She credits her North Shore childhood for creating a “wandering eye” for architecture. She and her sister would ride their bikes through the neighborhood, admiring the myriad architectural styles, some restrained, others extravagant. “We had a friend growing up who had a saloon in their basement, and then there were homes that were simple, and equally as beautiful.” It was then that she learned that “beauty was how something made her feel, not what was expected.”

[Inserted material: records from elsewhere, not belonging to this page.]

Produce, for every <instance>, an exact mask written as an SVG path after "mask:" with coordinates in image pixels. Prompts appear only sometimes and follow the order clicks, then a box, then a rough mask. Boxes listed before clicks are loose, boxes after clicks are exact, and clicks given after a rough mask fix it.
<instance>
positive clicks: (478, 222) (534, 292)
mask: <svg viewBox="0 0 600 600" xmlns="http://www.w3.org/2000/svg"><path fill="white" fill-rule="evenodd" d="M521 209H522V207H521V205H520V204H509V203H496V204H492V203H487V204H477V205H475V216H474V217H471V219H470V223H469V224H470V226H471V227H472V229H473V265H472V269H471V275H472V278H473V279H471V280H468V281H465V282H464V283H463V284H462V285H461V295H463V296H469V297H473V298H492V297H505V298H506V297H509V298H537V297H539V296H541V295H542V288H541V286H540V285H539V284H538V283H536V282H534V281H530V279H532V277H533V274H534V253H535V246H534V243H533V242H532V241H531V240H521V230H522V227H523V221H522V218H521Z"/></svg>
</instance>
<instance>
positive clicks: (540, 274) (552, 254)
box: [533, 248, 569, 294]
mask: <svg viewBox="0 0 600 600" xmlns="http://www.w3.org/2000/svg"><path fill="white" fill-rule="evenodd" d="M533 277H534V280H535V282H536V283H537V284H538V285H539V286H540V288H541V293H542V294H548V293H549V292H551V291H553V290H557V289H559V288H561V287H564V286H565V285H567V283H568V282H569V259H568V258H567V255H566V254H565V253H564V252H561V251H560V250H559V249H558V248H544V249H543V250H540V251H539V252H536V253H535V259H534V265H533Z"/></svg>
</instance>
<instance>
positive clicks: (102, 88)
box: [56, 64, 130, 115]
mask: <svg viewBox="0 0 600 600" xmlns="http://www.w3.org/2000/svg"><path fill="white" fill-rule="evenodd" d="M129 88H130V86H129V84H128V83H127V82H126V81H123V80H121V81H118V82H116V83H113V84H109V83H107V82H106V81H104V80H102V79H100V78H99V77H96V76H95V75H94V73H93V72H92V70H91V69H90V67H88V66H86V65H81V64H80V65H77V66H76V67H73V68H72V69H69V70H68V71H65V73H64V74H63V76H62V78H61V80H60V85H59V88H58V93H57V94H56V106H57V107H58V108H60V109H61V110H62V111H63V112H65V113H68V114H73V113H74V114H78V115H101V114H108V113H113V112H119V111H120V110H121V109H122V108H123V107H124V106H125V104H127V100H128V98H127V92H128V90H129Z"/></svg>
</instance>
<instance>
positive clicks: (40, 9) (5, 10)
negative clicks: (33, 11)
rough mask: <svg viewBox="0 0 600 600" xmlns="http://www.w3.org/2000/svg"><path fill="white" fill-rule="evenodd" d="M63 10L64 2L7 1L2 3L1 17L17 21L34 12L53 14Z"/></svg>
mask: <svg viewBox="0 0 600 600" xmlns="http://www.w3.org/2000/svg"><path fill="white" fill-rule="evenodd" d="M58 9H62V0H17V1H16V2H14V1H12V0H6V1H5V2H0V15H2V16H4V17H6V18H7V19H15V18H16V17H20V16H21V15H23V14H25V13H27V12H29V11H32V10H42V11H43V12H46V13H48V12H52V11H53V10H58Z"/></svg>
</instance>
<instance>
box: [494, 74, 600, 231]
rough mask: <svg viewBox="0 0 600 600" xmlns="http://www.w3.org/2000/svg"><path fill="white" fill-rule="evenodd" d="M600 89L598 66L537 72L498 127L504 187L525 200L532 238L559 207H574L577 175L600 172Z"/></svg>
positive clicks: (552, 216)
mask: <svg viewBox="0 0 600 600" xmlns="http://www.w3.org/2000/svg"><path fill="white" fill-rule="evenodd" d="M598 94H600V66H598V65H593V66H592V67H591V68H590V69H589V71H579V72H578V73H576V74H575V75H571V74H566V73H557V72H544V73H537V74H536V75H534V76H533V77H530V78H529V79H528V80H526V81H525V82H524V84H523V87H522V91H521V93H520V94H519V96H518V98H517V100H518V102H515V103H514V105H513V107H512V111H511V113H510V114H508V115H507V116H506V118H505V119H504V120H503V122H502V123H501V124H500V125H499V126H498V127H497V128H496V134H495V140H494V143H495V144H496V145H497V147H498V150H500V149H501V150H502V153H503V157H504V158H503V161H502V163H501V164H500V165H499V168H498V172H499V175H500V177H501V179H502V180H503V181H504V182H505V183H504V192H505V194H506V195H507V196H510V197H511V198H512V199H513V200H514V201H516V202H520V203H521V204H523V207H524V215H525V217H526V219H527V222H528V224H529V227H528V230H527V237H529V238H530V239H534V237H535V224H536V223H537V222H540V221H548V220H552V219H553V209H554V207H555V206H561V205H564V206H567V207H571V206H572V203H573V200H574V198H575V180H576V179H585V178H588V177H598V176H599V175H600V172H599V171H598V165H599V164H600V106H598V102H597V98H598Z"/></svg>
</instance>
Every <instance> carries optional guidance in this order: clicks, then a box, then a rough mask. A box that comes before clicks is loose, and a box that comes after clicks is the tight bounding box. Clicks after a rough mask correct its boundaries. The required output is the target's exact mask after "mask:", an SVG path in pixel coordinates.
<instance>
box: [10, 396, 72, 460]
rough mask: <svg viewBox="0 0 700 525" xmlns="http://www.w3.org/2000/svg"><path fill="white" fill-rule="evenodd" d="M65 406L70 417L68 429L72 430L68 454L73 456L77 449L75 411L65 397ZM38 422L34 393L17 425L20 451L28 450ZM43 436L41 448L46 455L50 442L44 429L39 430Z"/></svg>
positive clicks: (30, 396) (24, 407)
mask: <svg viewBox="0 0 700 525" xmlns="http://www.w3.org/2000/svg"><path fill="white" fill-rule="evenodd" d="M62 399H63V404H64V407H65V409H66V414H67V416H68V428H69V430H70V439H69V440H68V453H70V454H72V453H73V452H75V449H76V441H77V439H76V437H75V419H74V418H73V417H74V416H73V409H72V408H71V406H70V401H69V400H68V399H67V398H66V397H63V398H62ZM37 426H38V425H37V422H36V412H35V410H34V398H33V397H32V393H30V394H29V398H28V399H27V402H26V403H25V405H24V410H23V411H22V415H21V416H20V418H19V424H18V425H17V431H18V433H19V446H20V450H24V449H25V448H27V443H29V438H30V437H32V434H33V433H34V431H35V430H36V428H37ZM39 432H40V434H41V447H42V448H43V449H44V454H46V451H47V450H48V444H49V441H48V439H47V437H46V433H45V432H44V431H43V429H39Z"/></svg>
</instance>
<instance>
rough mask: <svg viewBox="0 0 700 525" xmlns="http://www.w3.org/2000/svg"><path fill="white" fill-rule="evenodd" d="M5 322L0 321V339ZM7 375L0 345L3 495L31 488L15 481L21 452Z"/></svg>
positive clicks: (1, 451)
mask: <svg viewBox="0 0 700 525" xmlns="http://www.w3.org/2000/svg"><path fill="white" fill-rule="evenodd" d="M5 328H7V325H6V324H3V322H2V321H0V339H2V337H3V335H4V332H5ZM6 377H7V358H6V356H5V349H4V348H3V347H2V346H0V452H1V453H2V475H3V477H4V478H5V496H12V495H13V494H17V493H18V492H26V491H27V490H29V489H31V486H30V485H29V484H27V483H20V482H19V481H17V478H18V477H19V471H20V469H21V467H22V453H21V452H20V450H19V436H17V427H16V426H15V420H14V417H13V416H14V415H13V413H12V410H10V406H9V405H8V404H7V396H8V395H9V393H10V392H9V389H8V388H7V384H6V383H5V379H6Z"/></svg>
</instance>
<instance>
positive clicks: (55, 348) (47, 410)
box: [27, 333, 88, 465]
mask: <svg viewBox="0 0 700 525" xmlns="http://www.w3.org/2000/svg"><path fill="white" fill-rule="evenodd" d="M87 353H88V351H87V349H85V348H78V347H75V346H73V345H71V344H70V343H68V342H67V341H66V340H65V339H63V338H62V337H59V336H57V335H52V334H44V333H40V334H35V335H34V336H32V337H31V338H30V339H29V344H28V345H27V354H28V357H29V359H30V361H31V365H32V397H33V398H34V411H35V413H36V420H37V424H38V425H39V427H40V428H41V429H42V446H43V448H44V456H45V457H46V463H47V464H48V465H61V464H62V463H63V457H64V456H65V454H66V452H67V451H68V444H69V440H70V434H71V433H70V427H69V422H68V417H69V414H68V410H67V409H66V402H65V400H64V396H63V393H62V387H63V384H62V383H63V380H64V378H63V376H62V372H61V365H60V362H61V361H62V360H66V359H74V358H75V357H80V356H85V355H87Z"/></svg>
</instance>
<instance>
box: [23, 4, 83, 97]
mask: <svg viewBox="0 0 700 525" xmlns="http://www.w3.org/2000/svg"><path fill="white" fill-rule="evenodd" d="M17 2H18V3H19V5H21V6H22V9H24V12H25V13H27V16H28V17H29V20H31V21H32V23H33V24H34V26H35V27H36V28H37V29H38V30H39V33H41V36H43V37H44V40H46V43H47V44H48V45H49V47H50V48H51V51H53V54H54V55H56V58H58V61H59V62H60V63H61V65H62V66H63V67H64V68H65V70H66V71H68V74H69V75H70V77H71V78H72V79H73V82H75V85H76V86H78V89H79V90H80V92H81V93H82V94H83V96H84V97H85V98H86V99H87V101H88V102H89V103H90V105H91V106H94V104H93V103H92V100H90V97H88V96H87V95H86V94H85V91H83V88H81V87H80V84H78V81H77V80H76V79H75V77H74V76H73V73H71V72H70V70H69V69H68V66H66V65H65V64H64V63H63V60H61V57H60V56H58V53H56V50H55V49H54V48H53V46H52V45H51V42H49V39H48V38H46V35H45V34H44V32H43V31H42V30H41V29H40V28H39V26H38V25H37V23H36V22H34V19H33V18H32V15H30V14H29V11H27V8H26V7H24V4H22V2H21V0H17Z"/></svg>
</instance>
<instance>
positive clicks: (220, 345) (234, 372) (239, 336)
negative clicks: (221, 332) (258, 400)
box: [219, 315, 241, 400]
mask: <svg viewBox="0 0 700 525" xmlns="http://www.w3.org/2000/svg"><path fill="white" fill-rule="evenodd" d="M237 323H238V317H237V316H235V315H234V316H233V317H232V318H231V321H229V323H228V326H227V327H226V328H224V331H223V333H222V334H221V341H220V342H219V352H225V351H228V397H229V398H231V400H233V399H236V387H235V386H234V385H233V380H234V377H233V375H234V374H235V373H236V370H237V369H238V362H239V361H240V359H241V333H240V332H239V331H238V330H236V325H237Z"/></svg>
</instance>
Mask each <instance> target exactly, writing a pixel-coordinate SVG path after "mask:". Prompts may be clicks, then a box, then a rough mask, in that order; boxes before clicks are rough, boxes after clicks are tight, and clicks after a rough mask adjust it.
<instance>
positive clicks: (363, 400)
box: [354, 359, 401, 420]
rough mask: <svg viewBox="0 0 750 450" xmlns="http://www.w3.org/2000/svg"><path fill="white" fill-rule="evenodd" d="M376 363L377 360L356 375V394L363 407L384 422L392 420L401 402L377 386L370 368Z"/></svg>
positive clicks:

On weekends, Kehoe and her sister went to Chicago to stay with their grandmother. “Every Friday night, our parents would drive us into the city. The ride was meditative. Taking in all the houses, the Tudor-style apartments. In those buildings, you could see the beauty in how people lived.” Her grandmother’s place in Rogers Park was lovely, and while it was not the style for which Kehoe would later become famous, it made a powerful impression. “It was so opulent, not at all my aesthetic. But what I remember about it most is the pride she had putting it all together, how mindfully everything was done. And so, this is how I look at my own design. I try to be thoughtful, mindful of everything.”
Kehoe returns to Winnetka with her son twice a year to visit her family and to indulge in the thing she misses. “I joke with my friends that I live in L.A. but spend more time on the beach when I am in Illinois. It is just so easy here, so relaxed. We ride our bikes around town, stop into Foodstuffs, eat at Mino’s (where the husband of Kehoe’s best friend is head chef), and of course, we always must go to a Cubs game.”
When asked to share the three things of which she is most proud, the answers come easily for her. “First is being a mom. The second is my partnership with Todd. It is a life-force relationship that I am so proud of, and all that we have accomplished together. The third would be the opening of our store in New York. It was truly a dream to go back there and do that.”
Which, of course, leads to one final question: Any chance of her coming home, to open a store on the North Shore someday? “Well, I have always said, work hard and do not overexpose, but I would love it. So, I will never say ‘never.’” Crossing fingers that she really means, “coming soon.”